Julian Clover sees benefits for the US producer and resignation for cable in the new CBS-Chellomedia joint venture.
The arrival of CBS into the UK market through the new 50/50 joint venture with Chellomedia means that all three, four according to how you count them, of the major US broadcast networks are now present in one way or another.
In many ways it has been a recent phenomena, News Corp has of course been here since the mid 1980s, but it has only been since the arrival of FX and the Fox International Channels business (which has a much larger presence in continental Europe anyway) that it has begun to make its presence felt away from that of sibling Sky.
Disney-owned ABC launched ABC1 in September 2004, initially as a DTT-only channel, a decision that didn’t help its longevity and it closed three years later. Now, however, the network is back through ESPN, while Disney Channel has been present since the early 1990s.

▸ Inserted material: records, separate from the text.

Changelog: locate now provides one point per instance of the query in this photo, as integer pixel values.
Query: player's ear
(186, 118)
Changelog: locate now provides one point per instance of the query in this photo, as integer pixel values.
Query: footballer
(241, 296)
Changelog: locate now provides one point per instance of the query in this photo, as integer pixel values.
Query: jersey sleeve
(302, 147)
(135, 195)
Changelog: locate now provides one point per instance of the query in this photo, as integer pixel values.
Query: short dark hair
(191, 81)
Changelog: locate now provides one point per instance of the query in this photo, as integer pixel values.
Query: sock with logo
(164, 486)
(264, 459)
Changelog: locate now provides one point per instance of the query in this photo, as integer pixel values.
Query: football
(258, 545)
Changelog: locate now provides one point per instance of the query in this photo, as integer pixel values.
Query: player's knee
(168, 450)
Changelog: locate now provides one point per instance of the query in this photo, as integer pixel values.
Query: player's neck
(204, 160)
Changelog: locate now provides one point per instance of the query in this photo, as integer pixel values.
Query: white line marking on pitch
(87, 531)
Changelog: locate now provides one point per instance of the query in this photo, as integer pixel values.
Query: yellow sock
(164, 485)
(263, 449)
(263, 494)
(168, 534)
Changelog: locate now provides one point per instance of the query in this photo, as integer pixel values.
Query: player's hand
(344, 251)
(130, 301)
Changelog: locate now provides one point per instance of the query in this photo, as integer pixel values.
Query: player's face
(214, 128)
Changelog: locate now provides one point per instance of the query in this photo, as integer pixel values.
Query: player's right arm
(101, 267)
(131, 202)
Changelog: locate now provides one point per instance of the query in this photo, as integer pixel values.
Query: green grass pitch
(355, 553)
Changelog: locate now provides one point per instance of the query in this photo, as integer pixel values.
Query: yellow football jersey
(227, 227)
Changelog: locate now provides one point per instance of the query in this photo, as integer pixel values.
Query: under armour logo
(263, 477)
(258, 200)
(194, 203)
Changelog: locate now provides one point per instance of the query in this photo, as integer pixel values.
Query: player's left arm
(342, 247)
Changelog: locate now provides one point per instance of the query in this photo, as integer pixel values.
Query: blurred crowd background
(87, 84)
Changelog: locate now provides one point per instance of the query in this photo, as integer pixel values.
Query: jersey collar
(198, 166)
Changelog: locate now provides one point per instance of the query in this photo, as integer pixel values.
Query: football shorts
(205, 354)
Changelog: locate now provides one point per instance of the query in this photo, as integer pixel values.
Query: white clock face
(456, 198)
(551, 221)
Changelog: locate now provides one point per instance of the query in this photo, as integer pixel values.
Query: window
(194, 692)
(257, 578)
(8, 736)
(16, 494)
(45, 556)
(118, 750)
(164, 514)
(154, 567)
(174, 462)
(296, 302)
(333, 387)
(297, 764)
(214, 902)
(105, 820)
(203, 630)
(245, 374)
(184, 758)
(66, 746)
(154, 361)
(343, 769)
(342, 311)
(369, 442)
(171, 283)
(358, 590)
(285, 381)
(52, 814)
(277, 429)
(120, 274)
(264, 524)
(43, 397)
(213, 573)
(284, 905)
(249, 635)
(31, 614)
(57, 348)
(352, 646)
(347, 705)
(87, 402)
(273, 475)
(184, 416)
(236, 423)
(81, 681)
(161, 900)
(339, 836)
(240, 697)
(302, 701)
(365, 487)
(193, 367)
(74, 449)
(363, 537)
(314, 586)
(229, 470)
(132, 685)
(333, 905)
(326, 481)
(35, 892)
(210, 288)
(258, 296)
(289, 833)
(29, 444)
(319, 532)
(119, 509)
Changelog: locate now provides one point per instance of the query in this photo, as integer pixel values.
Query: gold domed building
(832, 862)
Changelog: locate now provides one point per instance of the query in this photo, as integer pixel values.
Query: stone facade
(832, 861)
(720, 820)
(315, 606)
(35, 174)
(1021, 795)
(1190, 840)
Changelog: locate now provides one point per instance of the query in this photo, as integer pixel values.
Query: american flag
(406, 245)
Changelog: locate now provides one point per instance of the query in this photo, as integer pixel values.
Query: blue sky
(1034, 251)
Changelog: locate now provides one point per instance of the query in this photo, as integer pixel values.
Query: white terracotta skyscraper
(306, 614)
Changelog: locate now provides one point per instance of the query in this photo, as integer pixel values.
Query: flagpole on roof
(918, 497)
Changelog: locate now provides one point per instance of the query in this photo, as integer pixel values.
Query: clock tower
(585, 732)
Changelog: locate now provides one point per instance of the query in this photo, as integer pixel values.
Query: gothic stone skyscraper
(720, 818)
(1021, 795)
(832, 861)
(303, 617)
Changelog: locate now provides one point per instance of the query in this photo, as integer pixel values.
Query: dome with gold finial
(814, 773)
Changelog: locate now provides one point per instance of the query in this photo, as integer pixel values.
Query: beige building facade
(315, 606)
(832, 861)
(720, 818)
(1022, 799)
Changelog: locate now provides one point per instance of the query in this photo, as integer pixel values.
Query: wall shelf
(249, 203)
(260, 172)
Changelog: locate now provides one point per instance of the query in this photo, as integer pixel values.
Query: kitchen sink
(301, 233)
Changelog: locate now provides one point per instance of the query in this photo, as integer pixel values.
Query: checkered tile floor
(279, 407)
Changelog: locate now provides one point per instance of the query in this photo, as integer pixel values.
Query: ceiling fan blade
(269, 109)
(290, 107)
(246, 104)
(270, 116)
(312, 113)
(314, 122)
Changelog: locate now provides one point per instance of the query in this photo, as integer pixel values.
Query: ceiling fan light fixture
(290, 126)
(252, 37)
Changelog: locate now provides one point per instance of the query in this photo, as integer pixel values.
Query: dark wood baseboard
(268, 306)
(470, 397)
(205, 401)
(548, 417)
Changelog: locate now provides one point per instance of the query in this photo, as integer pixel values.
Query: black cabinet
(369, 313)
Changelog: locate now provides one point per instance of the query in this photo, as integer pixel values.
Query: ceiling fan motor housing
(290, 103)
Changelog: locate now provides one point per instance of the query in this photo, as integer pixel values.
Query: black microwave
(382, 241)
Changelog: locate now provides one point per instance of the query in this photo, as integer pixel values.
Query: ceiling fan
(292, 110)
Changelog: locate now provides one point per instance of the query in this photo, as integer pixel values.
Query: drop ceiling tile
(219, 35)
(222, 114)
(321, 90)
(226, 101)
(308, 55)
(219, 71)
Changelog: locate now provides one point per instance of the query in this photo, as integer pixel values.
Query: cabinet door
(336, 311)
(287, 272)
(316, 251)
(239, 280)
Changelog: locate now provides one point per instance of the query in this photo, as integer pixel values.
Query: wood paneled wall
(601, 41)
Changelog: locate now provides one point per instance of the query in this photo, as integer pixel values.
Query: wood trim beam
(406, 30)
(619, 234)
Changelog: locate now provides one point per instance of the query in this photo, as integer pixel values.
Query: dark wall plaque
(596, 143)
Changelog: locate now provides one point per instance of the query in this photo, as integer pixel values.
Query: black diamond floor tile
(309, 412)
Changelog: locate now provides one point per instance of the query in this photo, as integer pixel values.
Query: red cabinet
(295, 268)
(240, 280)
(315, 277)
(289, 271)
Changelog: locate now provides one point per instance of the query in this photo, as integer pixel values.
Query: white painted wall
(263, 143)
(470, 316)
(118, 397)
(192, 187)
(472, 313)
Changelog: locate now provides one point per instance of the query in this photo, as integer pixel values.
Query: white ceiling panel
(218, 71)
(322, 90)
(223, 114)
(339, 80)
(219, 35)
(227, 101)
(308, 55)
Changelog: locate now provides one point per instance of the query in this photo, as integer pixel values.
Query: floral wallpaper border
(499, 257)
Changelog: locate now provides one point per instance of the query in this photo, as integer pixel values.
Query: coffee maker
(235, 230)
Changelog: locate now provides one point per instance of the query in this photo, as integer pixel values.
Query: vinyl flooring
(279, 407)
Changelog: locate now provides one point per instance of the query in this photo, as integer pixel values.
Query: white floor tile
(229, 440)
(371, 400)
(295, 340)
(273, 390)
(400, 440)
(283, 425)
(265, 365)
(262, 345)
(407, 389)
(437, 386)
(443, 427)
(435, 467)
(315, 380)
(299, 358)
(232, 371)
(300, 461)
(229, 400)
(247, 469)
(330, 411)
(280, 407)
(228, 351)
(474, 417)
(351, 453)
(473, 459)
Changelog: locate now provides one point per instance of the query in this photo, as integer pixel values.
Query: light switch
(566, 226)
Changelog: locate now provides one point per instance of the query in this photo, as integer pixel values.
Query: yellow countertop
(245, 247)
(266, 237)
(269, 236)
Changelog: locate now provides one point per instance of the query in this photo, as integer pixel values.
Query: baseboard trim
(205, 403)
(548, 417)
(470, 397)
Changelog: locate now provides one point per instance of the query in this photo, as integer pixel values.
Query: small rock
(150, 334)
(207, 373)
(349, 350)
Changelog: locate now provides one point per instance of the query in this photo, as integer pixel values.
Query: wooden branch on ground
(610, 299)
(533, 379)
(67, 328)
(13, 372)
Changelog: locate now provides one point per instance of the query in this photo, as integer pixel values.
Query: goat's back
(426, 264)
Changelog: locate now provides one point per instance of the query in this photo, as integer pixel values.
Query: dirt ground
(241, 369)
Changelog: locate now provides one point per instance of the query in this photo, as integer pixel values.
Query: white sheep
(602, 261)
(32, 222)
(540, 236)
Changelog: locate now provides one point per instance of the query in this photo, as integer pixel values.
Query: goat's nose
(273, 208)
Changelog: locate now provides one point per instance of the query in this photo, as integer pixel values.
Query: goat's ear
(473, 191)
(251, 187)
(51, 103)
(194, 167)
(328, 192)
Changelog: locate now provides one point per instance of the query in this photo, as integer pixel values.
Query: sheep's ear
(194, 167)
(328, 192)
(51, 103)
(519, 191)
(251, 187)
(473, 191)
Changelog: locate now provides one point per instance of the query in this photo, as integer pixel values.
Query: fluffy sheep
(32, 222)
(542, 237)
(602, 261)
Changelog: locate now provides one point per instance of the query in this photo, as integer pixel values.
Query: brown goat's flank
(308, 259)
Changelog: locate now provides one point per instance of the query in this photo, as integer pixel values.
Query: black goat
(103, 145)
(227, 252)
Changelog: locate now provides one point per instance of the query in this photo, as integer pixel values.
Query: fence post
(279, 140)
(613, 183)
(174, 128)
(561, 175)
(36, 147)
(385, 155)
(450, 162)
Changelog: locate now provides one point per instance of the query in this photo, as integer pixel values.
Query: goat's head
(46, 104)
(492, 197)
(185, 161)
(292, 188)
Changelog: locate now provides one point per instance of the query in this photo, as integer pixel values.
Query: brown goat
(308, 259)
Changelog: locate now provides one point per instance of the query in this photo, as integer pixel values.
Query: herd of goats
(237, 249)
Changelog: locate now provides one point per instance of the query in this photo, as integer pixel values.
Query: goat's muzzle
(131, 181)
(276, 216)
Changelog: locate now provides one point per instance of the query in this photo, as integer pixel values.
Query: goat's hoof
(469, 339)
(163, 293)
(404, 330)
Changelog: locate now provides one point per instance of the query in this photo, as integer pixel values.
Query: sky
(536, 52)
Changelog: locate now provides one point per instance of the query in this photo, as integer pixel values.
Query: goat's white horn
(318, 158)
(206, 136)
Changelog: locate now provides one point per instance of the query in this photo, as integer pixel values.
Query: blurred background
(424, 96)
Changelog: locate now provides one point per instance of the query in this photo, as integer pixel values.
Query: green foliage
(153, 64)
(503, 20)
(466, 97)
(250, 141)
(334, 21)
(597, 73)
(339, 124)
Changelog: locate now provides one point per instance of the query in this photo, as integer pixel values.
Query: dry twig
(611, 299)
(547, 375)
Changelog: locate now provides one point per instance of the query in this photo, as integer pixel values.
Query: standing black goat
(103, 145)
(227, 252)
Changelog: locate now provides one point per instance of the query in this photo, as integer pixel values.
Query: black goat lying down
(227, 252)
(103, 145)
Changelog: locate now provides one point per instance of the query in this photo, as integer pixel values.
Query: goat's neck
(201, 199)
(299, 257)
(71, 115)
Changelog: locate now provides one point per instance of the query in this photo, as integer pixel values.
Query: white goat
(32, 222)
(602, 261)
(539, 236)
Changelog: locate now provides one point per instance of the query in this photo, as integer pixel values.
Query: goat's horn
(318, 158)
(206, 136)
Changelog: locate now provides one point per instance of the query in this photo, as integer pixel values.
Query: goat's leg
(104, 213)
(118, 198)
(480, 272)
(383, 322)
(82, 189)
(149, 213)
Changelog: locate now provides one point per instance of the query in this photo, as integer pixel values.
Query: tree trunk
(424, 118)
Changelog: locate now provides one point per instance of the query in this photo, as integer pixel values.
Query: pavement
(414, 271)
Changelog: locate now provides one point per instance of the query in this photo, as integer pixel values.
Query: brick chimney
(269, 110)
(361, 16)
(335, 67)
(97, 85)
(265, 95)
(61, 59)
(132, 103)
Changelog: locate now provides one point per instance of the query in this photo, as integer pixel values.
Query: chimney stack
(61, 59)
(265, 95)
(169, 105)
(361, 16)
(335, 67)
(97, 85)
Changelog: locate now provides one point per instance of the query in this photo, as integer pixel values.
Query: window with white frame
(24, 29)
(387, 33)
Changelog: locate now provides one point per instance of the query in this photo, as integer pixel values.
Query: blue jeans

Many of us recall the 1993 takeover of the old Super Channel by NBC, the distribution network later seeding CNBC, but the Peacock Network is now back in the entertainment game through Hallmark, Universal Channel and Sci Fi.
In the UK, CBS will replace Zone Romantica, Zone Thriller, Zone Horror and Zone Reality, Zone Horror+1 and Zone Reality+1 with their own branded channels. Whether the CBS name is adopted on screen remains to be seen, but it is amazing what a US brand can do, just look at the conversion of NASN to ESPN America.
CBS has almost been here before, ten years ago it merged with Viacom, but the partnership didn’t work out, and the two companies formally split in January 2006. While Viacom walked away with cable brands that included MTV, Comedy Central and Nickelodeon, CBS was seen has having the less viable broadcast business.
But CBS also has a distribution business with titles that include The Oprah Winfrey Show, Dr Phil, Judge Judy, CSI, Star Trek, Frasier, Everybody Loves Raymond and Medium. So if the CBS brand may not be familiar to viewers in the UK, the shows will almost certainly be from appearances on channels both inside and away from the current Chellomedia family. For a US broadcaster and distributor could there be more money to be made from owning the channel and taking advertising and home shopping revenues than there is from just selling your programmes to a third party?
The Chellomedia-CBS agreement is all about the UK, but it is reasonable to speculate as to whether it might later be extended to continental Europe, where Chellomedia’s sister company UPC has the bulk of its cable households. Should that be the case then like Virgin Media, whose own content business has been perpetually for sale, we should be clear that that it is all about the pipe no longer showbusiness.